Condition - "the central instrument in a contract. A condition (1) invests or divests the rights and duties of the parties to the contract, or (2) stipulates that the occurrence or nonoccurrence of a certain event creates or terminates a contract". Breach of a condition constitutes breach of the contract, and entitles the aggrieved party to call for setting aside (rescission) of the contract, and to claim for damages.
Warranty - " an assurance or promise in a contract, the breach of which may give rise to a claim for damages. It is essentially a minor term of a contract ". Mostly, used in variety commercial situations, f.ex. insurance business, transactions or real estate.
Innominate terms - "an implied term of a contract which is neither classed as a condition or a warranty but somewhere in between." Contractual term the breach of which does not automatically discharge the innocent party from its obligations under the contract or entitle an injured party to damages. A court or an arbitrator must evaluate the seriousness of the breach and its effects before any such decision can be made.
Hong Kong Fir Shipping v Kovasaki Kisen Kaisha Ltd  - case commentary:
A ship was chartered to the defendants for a 2 year period. The agreement included a term that the ship would be seaworthy throughout the period of hire. The problems developed with the engine of the ship and the engine crew were incompetent. Consequently the ship was out of service for a 5 week period and then a further 15 week period. The defendants treated this as a breach of condition and ended the contract. The claimants brought an action for wrongful repudiation arguing the term relating to seaworthiness was not a condition of the contract.

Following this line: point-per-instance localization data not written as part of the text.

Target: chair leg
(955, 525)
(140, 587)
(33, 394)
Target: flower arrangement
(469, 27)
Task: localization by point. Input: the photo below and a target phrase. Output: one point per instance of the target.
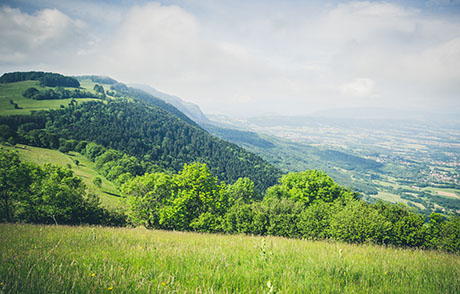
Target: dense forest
(174, 175)
(45, 78)
(146, 132)
(302, 205)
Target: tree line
(141, 130)
(47, 79)
(59, 93)
(305, 204)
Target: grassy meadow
(13, 91)
(60, 259)
(85, 170)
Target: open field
(13, 91)
(85, 169)
(59, 259)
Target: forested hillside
(136, 123)
(175, 175)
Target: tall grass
(59, 259)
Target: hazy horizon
(249, 58)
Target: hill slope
(138, 124)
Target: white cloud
(360, 87)
(45, 36)
(247, 58)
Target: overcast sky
(249, 57)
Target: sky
(247, 58)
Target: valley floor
(61, 259)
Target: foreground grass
(59, 259)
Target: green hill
(128, 120)
(79, 164)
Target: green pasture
(60, 259)
(85, 169)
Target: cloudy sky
(249, 57)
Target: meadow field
(85, 169)
(61, 259)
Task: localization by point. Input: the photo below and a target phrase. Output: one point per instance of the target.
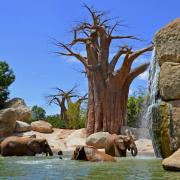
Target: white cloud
(144, 76)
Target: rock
(91, 154)
(144, 147)
(8, 119)
(41, 126)
(165, 115)
(97, 140)
(167, 43)
(76, 138)
(172, 163)
(166, 128)
(15, 103)
(137, 132)
(170, 81)
(23, 112)
(22, 126)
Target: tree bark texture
(108, 86)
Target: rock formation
(14, 110)
(97, 140)
(41, 126)
(23, 112)
(8, 119)
(172, 163)
(166, 115)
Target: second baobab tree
(108, 85)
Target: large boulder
(22, 126)
(165, 112)
(97, 140)
(76, 138)
(170, 81)
(172, 163)
(138, 133)
(167, 42)
(8, 119)
(23, 112)
(42, 126)
(166, 128)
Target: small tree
(60, 99)
(134, 107)
(7, 77)
(37, 113)
(75, 114)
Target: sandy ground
(67, 139)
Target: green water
(32, 168)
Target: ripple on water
(32, 168)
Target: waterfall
(150, 118)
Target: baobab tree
(63, 99)
(108, 85)
(60, 99)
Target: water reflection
(32, 168)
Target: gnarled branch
(136, 72)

The case created the concept of an innominate term. The Court of Appeal agreed, asking whether the breach had resulted in the defendants being deprived of the whole of the benefit they were entitled to under the contract. This was not the case and the breach did not justify termination. The remedy for breach of an innominate term depends on the nature of the breach. If the claimant has lost the whole of the benefit of the contract he will be entitled to treat the contract as repudiated and claim damages. If not, he will be entitled to damages only.